しかしながら米軍の迎撃ミサイルの配備(THAAD)を機に中国側は警戒感を露にしており韓中関係は良好とは言えません。
日本に対しては文大統領が政権を取って以降、反日の姿勢をはっきりと示しており、政治的な日韓関係は悪化しています。

経済成長

韓国は1953年に休戦した朝鮮戦争の直後は世界の最貧国の1つでしたが、60年代後半から80年代にかけて、後に「漢江(ハンガン)の奇跡」と称される著しい経済発展を成し遂げました。
国際通貨基金(IMF)国際復興開発銀行(IBRD)からの30年間で約156億ドルに及ぶ借款を受け、日本からの巨額の経済援助金*を獲得しました。
漢江の奇跡はこれらの資金を基に経済インフラの整備を一気に進めた成果と言えます。
しかしながら、1997年のアジア通貨危機によって韓国は深刻な経済危機に陥ります。
韓国はIMFに対して3年間で約210億ドルの援助を要請しました。
IMFは韓国に対して厳しい財政再建プランの実行を迫りました。
政府は経済回復に向けた企業構造の再編を断行し、一方では国民に対し国家の危機を救うために金の拠出を求める「金集め運動」を実施するなど懸命に財政再建を図りました。
結果、韓国は返済期限より3年早い2001年に返済を完了してIMFの管理から開放されます。

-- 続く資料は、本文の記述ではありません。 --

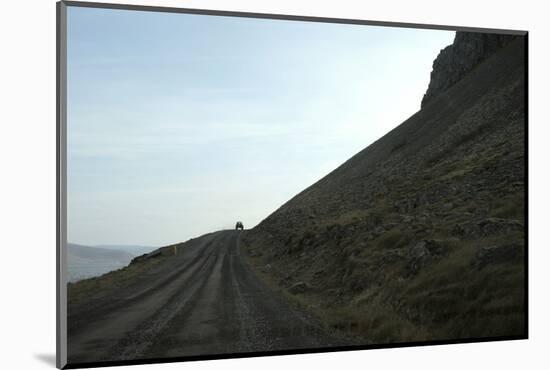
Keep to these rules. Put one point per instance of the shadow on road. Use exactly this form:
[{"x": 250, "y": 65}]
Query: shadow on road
[{"x": 47, "y": 358}]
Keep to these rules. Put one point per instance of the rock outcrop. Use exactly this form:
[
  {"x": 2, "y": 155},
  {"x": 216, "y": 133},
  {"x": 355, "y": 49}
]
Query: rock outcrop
[
  {"x": 420, "y": 236},
  {"x": 464, "y": 54}
]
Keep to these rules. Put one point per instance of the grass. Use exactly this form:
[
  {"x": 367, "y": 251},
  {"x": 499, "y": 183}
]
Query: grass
[{"x": 107, "y": 283}]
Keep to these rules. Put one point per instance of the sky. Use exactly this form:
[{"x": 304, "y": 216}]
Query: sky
[{"x": 179, "y": 125}]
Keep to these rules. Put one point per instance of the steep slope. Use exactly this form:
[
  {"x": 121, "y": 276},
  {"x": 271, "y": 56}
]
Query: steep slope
[{"x": 420, "y": 236}]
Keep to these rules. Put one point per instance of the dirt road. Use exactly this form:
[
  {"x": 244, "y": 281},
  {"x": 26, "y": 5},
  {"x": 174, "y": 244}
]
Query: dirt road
[{"x": 205, "y": 301}]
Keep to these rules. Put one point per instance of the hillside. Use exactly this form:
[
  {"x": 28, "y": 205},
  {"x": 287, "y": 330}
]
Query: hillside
[{"x": 420, "y": 236}]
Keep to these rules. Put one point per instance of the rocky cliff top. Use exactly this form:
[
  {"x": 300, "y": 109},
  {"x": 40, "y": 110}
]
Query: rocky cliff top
[{"x": 464, "y": 54}]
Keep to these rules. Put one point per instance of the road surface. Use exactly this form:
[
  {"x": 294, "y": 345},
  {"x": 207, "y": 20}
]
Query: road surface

*日本政府は韓国を賠償対象とせず、経済援助金として話を纏めた経緯があります。

株式投資

韓国は韓国取引所(Korea Exchange (KRX))が証券取引所を運営しています。
韓国取引所は韓国証券取引所、韓国先物取引所、コスダックを統合して設立された取引所で、有価証券市場(KOSPI)コスダック(KOSDAQ)の2つの取引市場を持っています。
有価証券市場(KOSPI)は大手企業を中心とした市場で、約770社が上場しています。
KOSPI株価指数は韓国を代表する経済指標として知られています。
コスダック(KOSDAQ)はベンチャー企業を中心とした市場で、約1150社が上場していますが、時価総額ではKOSPIの1/6以下とかなり小さい市場となっています。
韓国の株式は日本でも複数の証券会社が取り扱っており、日本にいながら取引をすることが可能です。
韓国株式を扱っている主な証券会社としては

●SBI証券
●アイザワ証券

などが挙げられます。

通貨

韓国の通貨ウォンは国際的には殆ど流通しておらず、数度の通貨危機を経験しています。
通貨と言う側面から見ると一般的なイメージ以上に経済的リスクの高い国がいくつか存在していますが、韓国もそうした国の1つと言わざるを得ません。
ウォンはあくまで新興国通貨と言う立場で、国際的には流通量も多くありません。
国際基軸通貨で有る米ドルや日本円などと比べると、どうしても通貨としては不安定で他の通貨や国際情勢の影響をまともに受けやすくなります。

外貨準備高

韓国は2019年時点で約4,037億ドルの外貨準備高*を積上げており、世界第9位の外貨準備高を誇っています。
韓国政府もメディアも、しばしばこの外貨準備高を誇らしげに伝えています。
ただがその内訳を見てみると、韓国の外貨準備資産の殆どが有価証券で占められており、まずこの点が、通貨危機が発生した際に準備金に直ぐに充当できるのかと指摘されています。
有価証券が直ぐに換金できないとなれば、韓国が通貨危機の際に実際に利用できるのは非常に少ない金額となってしまうからです。
韓国政府も欧米各国などと通貨スワップ交渉を続けるなど対策を講じていますが、通貨危機に対してどの程度も防衛力があるかについては不確実さを抱えています。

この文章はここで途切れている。